I can’t remember dad drinking, zero memories of him splashing amber liquid into a cut glass tumbler, yet I clearly remember driving home with him from Buckingham, he’d said he was going to the bank while I looked at the cassette tapes and pick n mix in Woollies, but I had my doubts as my hands gripped the my seat, as we veered across the white lines to the blaring of car horns and flashing lights, dad trancelike, remembering other times he’d forgotten to collect me from piano or violin lessons.
And I didn’t need to overhear the two village gossips telling mum how dad had been going on solo village pub crawls and that people had started ‘talking’, to know that alcohol was the problem, even if I didn’t really understand how or why or even what alcohol really was or why that made this tall, quiet, kind man the problem.

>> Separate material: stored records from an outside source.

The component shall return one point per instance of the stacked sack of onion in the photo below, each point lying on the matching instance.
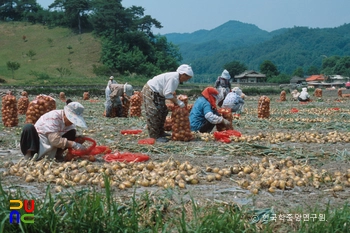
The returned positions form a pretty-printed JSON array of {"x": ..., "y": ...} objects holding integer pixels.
[
  {"x": 264, "y": 107},
  {"x": 226, "y": 114},
  {"x": 135, "y": 104},
  {"x": 62, "y": 97},
  {"x": 168, "y": 123},
  {"x": 181, "y": 123},
  {"x": 125, "y": 106},
  {"x": 283, "y": 96},
  {"x": 38, "y": 107},
  {"x": 9, "y": 110},
  {"x": 318, "y": 92},
  {"x": 86, "y": 95},
  {"x": 22, "y": 104},
  {"x": 340, "y": 92}
]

Moving house seemed to be the catch-all answer to these vague and nebulous problems. Maps appeared on kitchen walls with towns and villages marked with drawing pins. We’d go on long car drives to check places out. We moved three times in little over a year – consecutive Christmases dominated by packing boxes, moving out dates not quite coinciding with moving in dates. And each time we moved, our family shrank a little mum figuring that my siblings were now old enough to be sent away to college or to stay with family friends, even if it was just for a few weeks to see us through the move.

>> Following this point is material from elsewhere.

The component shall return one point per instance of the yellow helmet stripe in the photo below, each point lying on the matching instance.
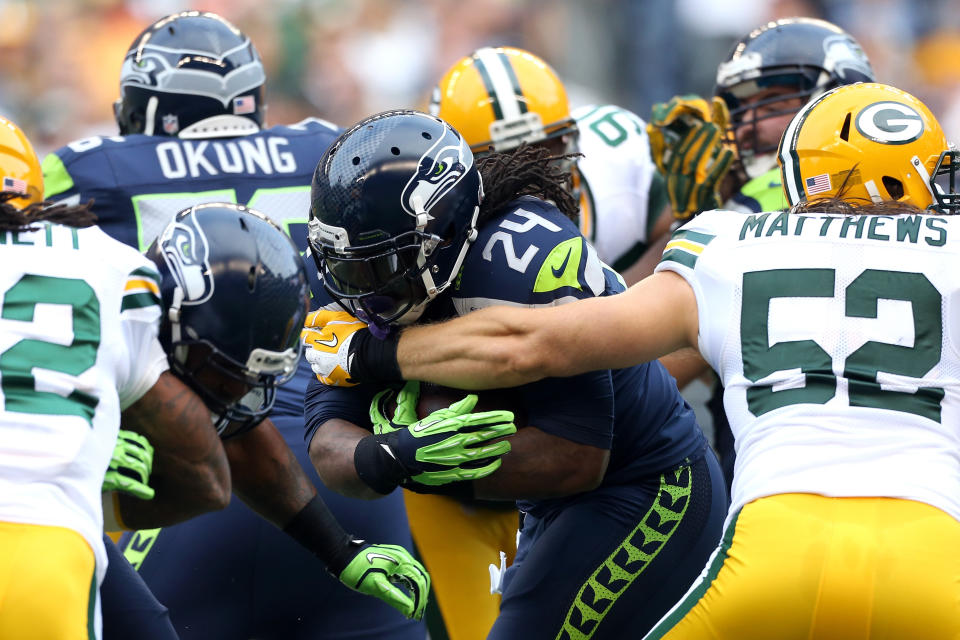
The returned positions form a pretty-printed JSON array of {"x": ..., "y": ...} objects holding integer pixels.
[{"x": 500, "y": 81}]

But at 11 and the youngest of four I kept myself close to mum, and I was happy to be at home, even if home wasn’t recognisable as home anymore. I was happy to play shops, I loved, still love standing at a till with a pricing gun, and I liked this idea that you could start again, reinvent yourself.
And I was happy to have finally shrugged off my siblings, to be able to sprawl across the sofa reading Smash Hits, playing Wham Rap at full blast and watching Grange Hill without anyone sneering. Did I mention ready access to crisps and fizzy drinks?
And so, once clear of the holy water, the shop door closed with a ‘ding’, I wander round the back to our back door and into the kitchen. I put the kettle on, grabbing four mugs from the cupboard figuring there’s no rush. I’ll leave it a few minutes before taking tea through to mum and Fr John, maybe dad’ll have turned up by then too. I’ll grab a packet of biscuits from the shop for mum and Fr John, and maybe a packet of crisps for me, but then I’ll head back upstairs and put Wham on again.